Here are a few strategies you can work on with your child to avoid procrastination:

Make a Plan:

By making a plan for the task, you reduce the anxiety of not knowing what is being asked or where to start.  To read more about planning, check out our blog, Executive Functioning: Planning, here

Break the Task Down:

Turn a large task into a few smaller ones.  We refer to this process as “chunking.”  This helps in three ways.  First, the smaller tasks will be more manageable for your child.  Second, by setting mini-deadlines, you can help your child ensure that pieces of the task are getting done and the entire assignment is not put off until the last minute. For example, if your child has to complete a research paper, this can be an overwhelming task.  Here is an outline of how to chunk it.

Day 1: Find 3 research articles and take notes.

Day 2: Create an outline and a bibliography.

Day 3: Draft your 3 body paragraphs.

Day 4: Write your introduction and conclusion paragraphs. 

Day 5: Edit, Revise, and Print. 

Day 6: Submit the paper.

The third benefit is the momentum your child will gain as they complete the smaller tasks.  This can drive their productivity and lead to the confidence needed to independently take on bigger tasks.

Develop Strategies for Getting Stuck:

Feeling stuck can cause major frustration.  This often prevents a child from moving forward and completing the task. By providing your child with strategies to work through this, you can empower him or her to overcome it.  Here are a few examples of different things your child should do when they get stuck.

  • Reread the rubric or directions. While this seems simple, children will often get stuck when they don’t know what to do next or what is being asked of them. The answer to these questions may be in the directions.

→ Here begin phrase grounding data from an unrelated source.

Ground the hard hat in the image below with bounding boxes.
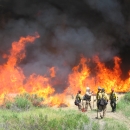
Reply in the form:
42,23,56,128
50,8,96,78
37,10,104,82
98,86,102,90
86,87,90,90
111,88,114,91
78,90,81,93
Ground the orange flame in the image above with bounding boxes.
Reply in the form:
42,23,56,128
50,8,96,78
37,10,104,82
0,33,130,107
50,67,56,78
66,55,91,95
0,33,40,103
0,33,68,106
44,93,69,107
93,56,123,93
67,55,130,95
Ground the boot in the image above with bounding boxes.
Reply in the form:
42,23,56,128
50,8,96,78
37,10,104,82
100,115,103,119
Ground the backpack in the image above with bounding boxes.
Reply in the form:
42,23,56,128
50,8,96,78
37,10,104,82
74,94,81,106
74,99,80,106
99,93,108,106
83,94,91,101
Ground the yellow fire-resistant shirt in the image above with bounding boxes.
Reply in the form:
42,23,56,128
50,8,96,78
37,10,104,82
96,91,102,101
75,93,83,101
109,92,118,101
99,92,109,101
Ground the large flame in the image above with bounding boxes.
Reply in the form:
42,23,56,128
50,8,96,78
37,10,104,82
0,33,67,106
0,33,130,107
66,55,130,95
66,55,92,95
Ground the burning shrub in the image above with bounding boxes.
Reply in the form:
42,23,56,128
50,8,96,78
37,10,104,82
31,94,44,107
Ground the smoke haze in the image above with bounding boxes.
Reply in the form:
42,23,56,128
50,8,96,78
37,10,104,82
0,0,130,91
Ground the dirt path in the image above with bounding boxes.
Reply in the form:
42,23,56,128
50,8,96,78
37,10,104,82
63,94,130,129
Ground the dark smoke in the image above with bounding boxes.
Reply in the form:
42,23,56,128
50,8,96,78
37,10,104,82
0,0,130,91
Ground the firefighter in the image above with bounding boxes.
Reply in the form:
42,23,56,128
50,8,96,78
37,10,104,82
94,87,102,118
74,90,83,110
109,88,118,112
82,87,93,111
94,86,102,109
98,88,109,119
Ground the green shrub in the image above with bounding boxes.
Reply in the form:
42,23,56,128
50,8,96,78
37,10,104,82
124,92,130,102
0,108,99,130
117,92,130,110
5,101,12,109
117,92,130,118
14,96,32,110
3,93,44,110
117,98,126,110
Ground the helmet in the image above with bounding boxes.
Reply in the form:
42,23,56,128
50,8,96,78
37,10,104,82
111,88,114,91
86,87,90,90
78,90,81,93
98,86,102,90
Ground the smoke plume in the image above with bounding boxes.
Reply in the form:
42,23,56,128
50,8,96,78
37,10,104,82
0,0,130,91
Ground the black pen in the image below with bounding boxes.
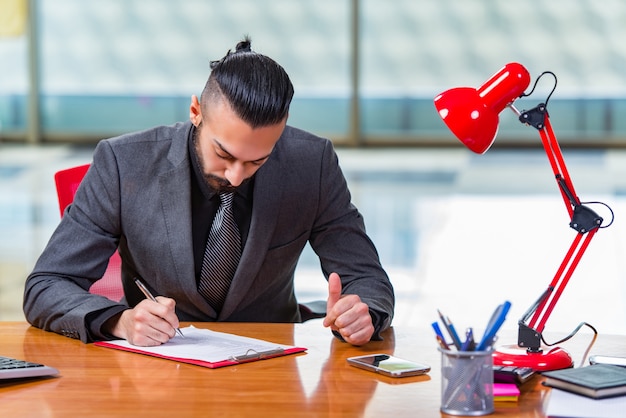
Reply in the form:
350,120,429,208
437,309,463,350
134,277,185,338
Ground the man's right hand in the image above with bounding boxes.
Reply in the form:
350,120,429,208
103,297,181,346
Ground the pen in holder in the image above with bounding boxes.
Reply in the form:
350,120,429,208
439,347,494,416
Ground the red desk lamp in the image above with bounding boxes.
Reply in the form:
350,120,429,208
434,63,610,371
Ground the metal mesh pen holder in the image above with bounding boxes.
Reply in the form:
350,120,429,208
439,348,494,416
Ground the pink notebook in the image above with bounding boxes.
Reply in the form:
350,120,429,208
494,383,520,401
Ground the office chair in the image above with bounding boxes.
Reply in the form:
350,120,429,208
53,164,326,320
54,164,124,302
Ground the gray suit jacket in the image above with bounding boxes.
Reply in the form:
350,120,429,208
24,121,394,342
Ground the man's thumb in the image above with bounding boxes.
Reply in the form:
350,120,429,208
327,272,342,309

  • Take a break, but limit how long it is. When a task feels overwhelming, sometimes just ten minutes away from it can give your brain enough of a break. Help your child hold themselves accountable to come back to the task after those ten minutes, otherwise, the break might turn in to procrastination. During those ten minutes, your child can get up and stretch, get a drink, or work on something else.

  • Ask for help. Depending on the assignment, asking mom or dad, a classmate, or the teacher can offer insight into how to finish the assignment. This is especially helpful if directions were given verbally, as something might have been missed.

  • Help your child remember their goals. By revisiting the big picture, it can help offer motivation to complete the tasks at hand, and clarity as to why it is important.


Rewards, or extrinsic motivation, will give your child something to look forward to if they complete a big assignment.  These should be scaled to the size of the task.  There a number of ways you can go about giving rewards.  Geoff Woods from The One Thing podcast often talks about earning your right to work on more preferential tasks.  For example, if your child really enjoys science, but dislikes math, he/she must complete math first to “earn his/her right” to work on science.  Another example of a reward you could set would be only allowing your child to play video games after they have completed their tasks (homework, chores, etc.) for the day. Different people will have different motivations, so you should sit down with your child ahead of time, come up with a plan, and make the expectations clear. 

Task initiation is a skill we could all benefit from having.  By practicing this with your child early on, you can set them up for success for life.